Age is a factor here: Neymar is just 21. Oscar is the same; Lucas Moura is but 20. There is some experience in the back, but even David Luiz is considered a work in progress - and how seriously can Julio Cesar be taken given his Queen's Park Rangers side was relegated? Many here feel that the team is good but not great, lacking the seasoning needed to win the biggest games on the biggest stages.
But it is unclear exactly who will challenge the hosts. The Confederations Cup is a peculiar beast: a tournament that FIFA would like the world to think is a manor, but in reality is an unwanted bit of clutter on the world calendar. This year's edition has brought that into the light, with Japan and Mexico forced to move World Cup qualification matches. And Mexico, by dint of this tournament and World Cup qualification, have also been forced to field a B-team in their continental championship, next month's Gold Cup .

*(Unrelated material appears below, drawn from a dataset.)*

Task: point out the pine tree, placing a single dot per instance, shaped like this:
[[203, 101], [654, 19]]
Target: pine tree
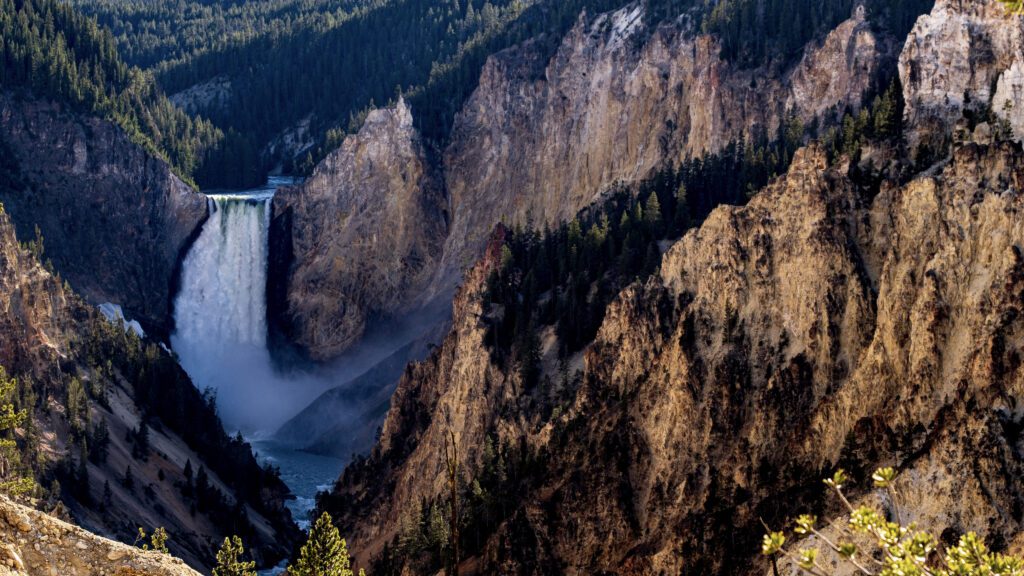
[[229, 561], [652, 214], [11, 481], [140, 450], [325, 552]]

That means some teams will try to do as little as possible and then, if victory is at hand, seize it. Still, most countries have sent something approaching full-strength sides, and when push comes to shove, the big guns don't like losing games. There are also a couple feel-good stories scattered in the rough, all of which may add up to an intriguing - if not always full-speed - tournament.
Spain will feel they have nothing to prove and everything to lose. The European Champions have brought all the big names, but after taxing domestic seasons that showed just how much their glory on the national level has cost, their players are likely to be more inclined to lie on Rio's beaches than play in its stadiums. The men to keep an eye on are the ones who may have a move in their near future: Chelsea's Fernando Torres is in the shop window and could use a good run-out, Victor Valdes and Cesc Fabregas could also use a pick-up after disappointing seasons. But the man to watch is Juan Mata, who was Chelsea's best player last season and seems poised to cement his name among Spain's greats.
Mexico enter the tournament with jeers still ringing in their heads. Chants against manager Jose Manuel de la Torre came off the walls of the Azteca after yet another insipid goalless draw, this time against Costa Rica. The fact that the team cannot pass and cannot score has some wondering if de la Torre can hang on to his job. El Tri looked as if they might be dark horses coming into this tournament; now one suspects they could slink out early as the goals have simply vanished. Javier "Chicharito" Hernandez will be under pressure as well; he's got a lot of competition breathing down his neck in Manchester.
Tahiti and Nigeria are the two oddballs. The former has never been in a tournament at this level; the latter are African powers who have decided to blood a group of youngsters. Neither should be taken for granted.
Nigeria silenced a lot of doubters when they stormed to the African Cup of Nations title this year. Manager Stephen Keshi is without the injured Victor Moses, but he has Efe Ambrose, John Obi Mikel and the emerging Sunday Mba to lead his Super Eagles. Mba is one to keep an eye on - he scored two vital goals in the African Cup of Nations, including the winner in the final.
The Tahitians are a feel-good story in a sport so often dominated by tales of excess and money. They have one - count them, one - fully professional player on their roster, Marama Vahirua, who plays with a middling Greek side. The rest? They are butchers, bakers, grocers and part-timers. They also have the right attitude: they got here a week before everyone else with the express purpose of soaking up the atmosphere. No one expects them to win a game (heck, no one expects them to score a goal, either) but they are either a breath of fresh air -- or evidence that this tournament isn't all it's made out to be.
Cesare Prandelli's Italy squad enters the tournament with just as many questions. The Euro 2012 runners-up struggled in their goalless World Cup qualifying match against the Czech Republic last week and surrendered a two-goal lead in a 2-2 draw with Haiti on Tuesday. Much of that can be blamed on fatigue - Prandelli cancelled Wednesday's morning training session - and many will argue if they're taking this tournament seriously. If the Azzurri survive the group stage with a focused Mario Balotelli in hand, the former World Cup champions will do some serious damage.
One weird note is that three teams - Uruguay, Spain and Italy - have a chance to join an exclusive club. If any from this trio win the Confederations Cup, they will become just the third team in history to win all three major world competitions. Only Argentina and France have won Olympic gold, the World Cup and the Confederations Cup.